K-Medoids and K-Means are two popular methods of partitional clustering. My research suggests that K-Medoids is better at clustering data when there are outliers (source). This is because it chooses data points as cluster centers (and uses Manhattan distance), whereas K-Means chooses any center that minimizes the sum of squares, so it is more influenced by outliers.
This makes sense, however when I use these methods to do a simple test on made up data, it does not suggest that using Medoids is better at dealing with outliers, in fact it is sometimes worse. My question is: Where in the following test have I gone wrong? Perhaps I have some fundamental misunderstanding about these methods.
Demonstration: (see here for pictures) First, some made up data (named 'comp') which makes 3 obvious clusters
x <- c(2, 3, 2.4, 1.9, 1.6, 2.3, 1.8, 5, 6, 5, 5.8, 6.1, 5.5, 7.2, 7.5, 8, 7.2, 7.8, 7.3, 6.4)
y <- c(3, 2, 3.1, 2.6, 2.7, 2.9, 2.5, 7, 7, 6.5, 6.4, 6.9, 6.5, 7.5, 7.25, 7, 7.8, 7.5, 8.1, 7)
data.frame(x,y) -> comp
library(ggplot2)
ggplot(comp, aes(x, y)) + geom_point(alpha=.5, size=3, pch = 16)
It is clustered with the package 'vegclust', which can do both K-Means and K-Medoids.
library(vegclust)
k <- vegclust(x=comp, mobileCenters=3, method="KM", nstart=100, iter.max=1000) #K-Means
k <- vegclust(x=comp, mobileCenters=3, method="KMdd", nstart=100, iter.max=1000) #K-Medoids
When making a scatterplot, both K-Means and K-Medoids pick up the 3 obvious clusters.
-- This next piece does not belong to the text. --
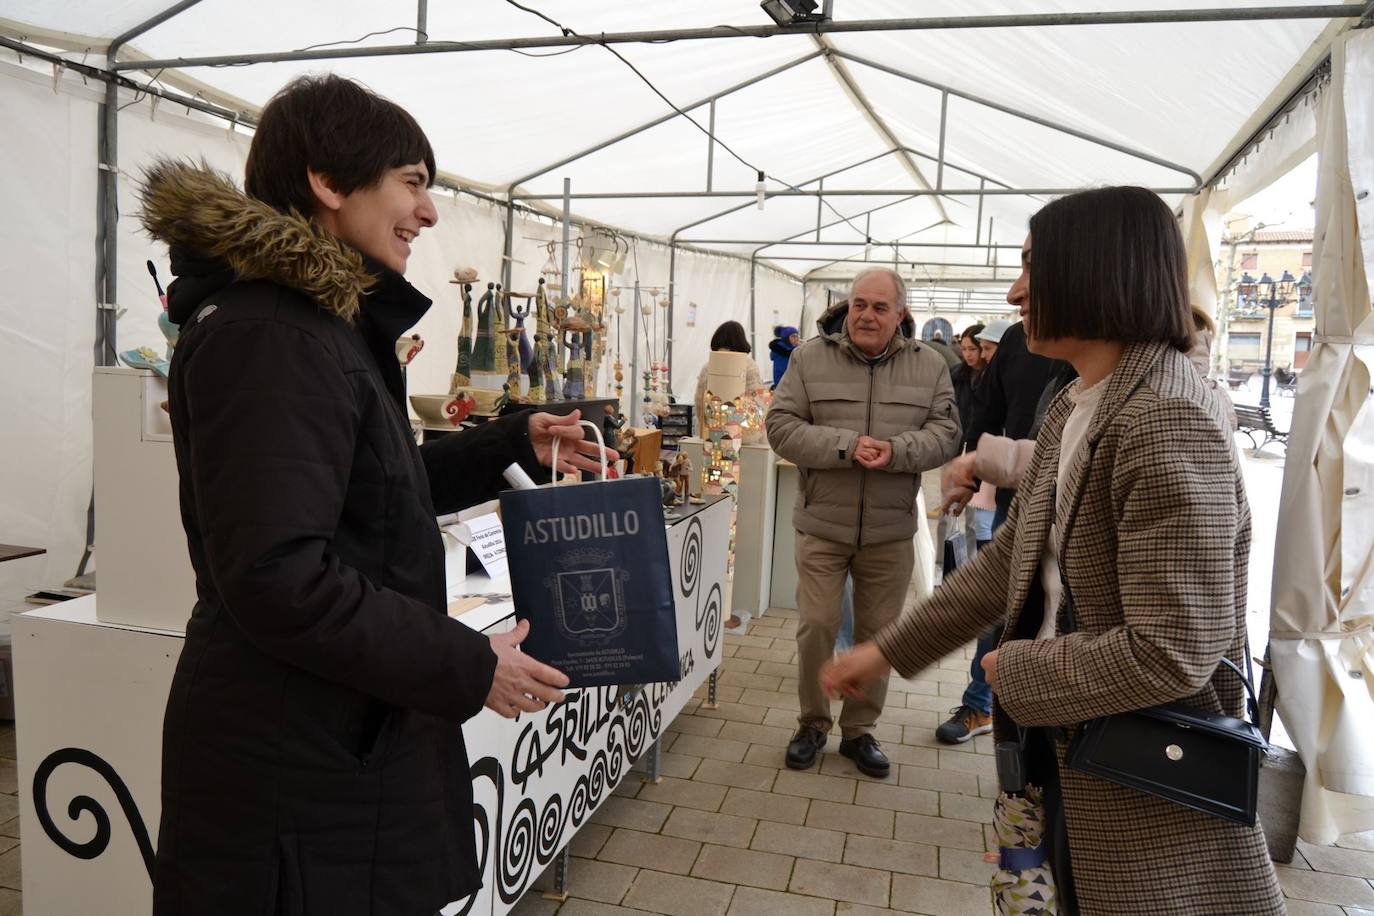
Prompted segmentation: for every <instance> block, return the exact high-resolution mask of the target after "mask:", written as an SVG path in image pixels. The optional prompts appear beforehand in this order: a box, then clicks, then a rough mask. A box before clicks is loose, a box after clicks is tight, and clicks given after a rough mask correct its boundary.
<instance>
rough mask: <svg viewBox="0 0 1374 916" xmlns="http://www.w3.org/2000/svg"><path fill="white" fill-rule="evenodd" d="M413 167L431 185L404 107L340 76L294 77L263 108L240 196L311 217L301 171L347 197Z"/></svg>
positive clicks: (304, 186) (310, 183) (308, 202)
color <- k$memb[,1]+k$memb[,2]*2+k$memb[,3]*3 # Making the different clusters have different colors
# K-Means scatterplot
ggplot(comp, aes(x, y)) + geom_point(alpha=.5, color=color, pch = 16, size=3)
# K-Medoids scatterplot
ggplot(comp, aes(x, y)) + geom_point(alpha=.5, color=color, size=3, pch = 16)
Now an outlier is added:
comp[21,1] <- 3
comp[21,2] <- 7.5
This outlier shifts the center of the blue cluster to the left of the graph.
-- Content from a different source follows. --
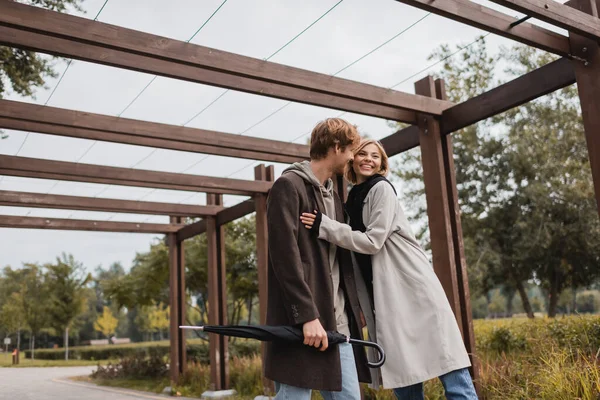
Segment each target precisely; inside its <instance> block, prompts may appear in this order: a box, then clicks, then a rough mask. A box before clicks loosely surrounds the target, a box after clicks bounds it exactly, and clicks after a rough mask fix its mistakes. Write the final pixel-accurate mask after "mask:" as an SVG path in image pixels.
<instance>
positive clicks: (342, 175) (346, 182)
mask: <svg viewBox="0 0 600 400" xmlns="http://www.w3.org/2000/svg"><path fill="white" fill-rule="evenodd" d="M333 184H334V188H335V191H336V192H337V193H338V196H340V200H342V203H345V202H346V199H347V197H348V182H346V179H345V178H344V175H336V176H334V177H333Z"/></svg>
As a result, when using K-Medoids on the new data, the right-most point of the blue cluster is broken off and joins the red cluster.
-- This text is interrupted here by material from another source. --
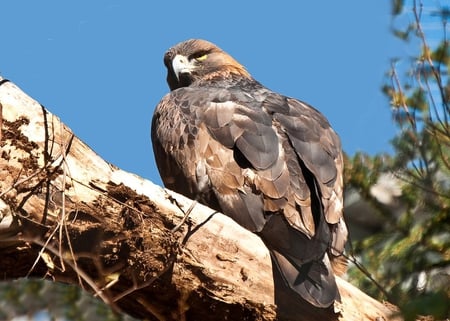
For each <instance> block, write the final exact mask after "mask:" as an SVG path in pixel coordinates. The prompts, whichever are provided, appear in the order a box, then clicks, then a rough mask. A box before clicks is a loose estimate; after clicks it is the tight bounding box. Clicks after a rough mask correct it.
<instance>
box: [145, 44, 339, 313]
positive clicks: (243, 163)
mask: <svg viewBox="0 0 450 321" xmlns="http://www.w3.org/2000/svg"><path fill="white" fill-rule="evenodd" d="M164 64H165V66H166V67H167V83H168V85H169V87H170V93H168V94H167V95H166V96H164V97H163V98H162V100H161V101H160V103H159V104H158V106H157V107H156V110H155V112H154V115H153V120H152V142H153V150H154V153H155V159H156V163H157V166H158V169H159V172H160V175H161V177H162V180H163V182H164V185H165V186H166V187H167V188H169V189H171V190H174V191H176V192H178V193H181V194H184V195H185V196H187V197H189V198H192V199H196V200H198V201H199V202H201V203H203V204H205V205H207V206H209V207H211V208H213V209H215V210H217V211H220V212H222V213H224V214H226V215H228V216H230V217H231V218H233V219H234V220H235V221H236V222H238V223H239V224H240V225H242V226H243V227H245V228H247V229H248V230H250V231H252V232H254V233H257V234H258V235H259V236H260V237H261V238H262V240H263V241H264V243H265V244H266V246H267V247H268V249H269V250H270V253H271V257H272V260H273V264H274V266H276V268H278V269H279V271H280V272H281V275H282V278H283V280H284V282H285V284H286V285H287V286H289V288H291V289H292V290H293V291H294V292H296V293H298V294H299V295H300V296H301V297H302V298H303V299H305V300H306V301H308V302H309V303H311V304H313V305H314V306H317V307H328V306H330V305H332V304H333V302H334V301H335V300H339V299H340V297H339V291H338V289H337V286H336V281H335V277H334V275H335V274H334V273H333V268H334V267H336V266H341V264H333V262H339V261H340V260H339V258H340V257H341V255H342V253H343V250H344V245H345V242H346V239H347V228H346V225H345V222H344V220H343V199H342V198H343V186H342V185H343V177H342V171H343V157H342V152H341V143H340V140H339V137H338V136H337V134H336V133H335V132H334V130H333V129H332V128H331V127H330V124H329V122H328V121H327V119H326V118H325V117H324V116H323V115H322V114H321V113H320V112H319V111H318V110H316V109H314V108H313V107H311V106H310V105H308V104H306V103H304V102H302V101H300V100H297V99H294V98H290V97H286V96H283V95H281V94H279V93H276V92H273V91H271V90H270V89H268V88H266V87H264V86H263V85H262V84H261V83H259V82H258V81H256V80H255V79H254V78H253V77H252V76H251V75H250V74H249V73H248V72H247V70H246V69H245V68H244V67H243V66H242V65H241V64H239V63H238V62H237V61H236V60H235V59H234V58H232V57H231V56H230V55H228V54H227V53H226V52H224V51H223V50H221V49H220V48H219V47H217V46H216V45H214V44H212V43H210V42H208V41H205V40H199V39H191V40H187V41H184V42H181V43H179V44H177V45H175V46H174V47H172V48H170V49H169V50H168V51H167V52H166V53H165V55H164ZM332 267H333V268H332Z"/></svg>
Interestingly, K-means actually generates better (more intuitive) clusters with the new data occasionally depending on the random initial cluster centers (you may have to run several times to get the correct clustering), whereas K-Medoids always generates the wrong clusters.
As you can see from this example, K-Means was actually better at handling outliers than K-Medoids (same data, same package etc.). Have I done something wrong in my test or misunderstood how these methods work?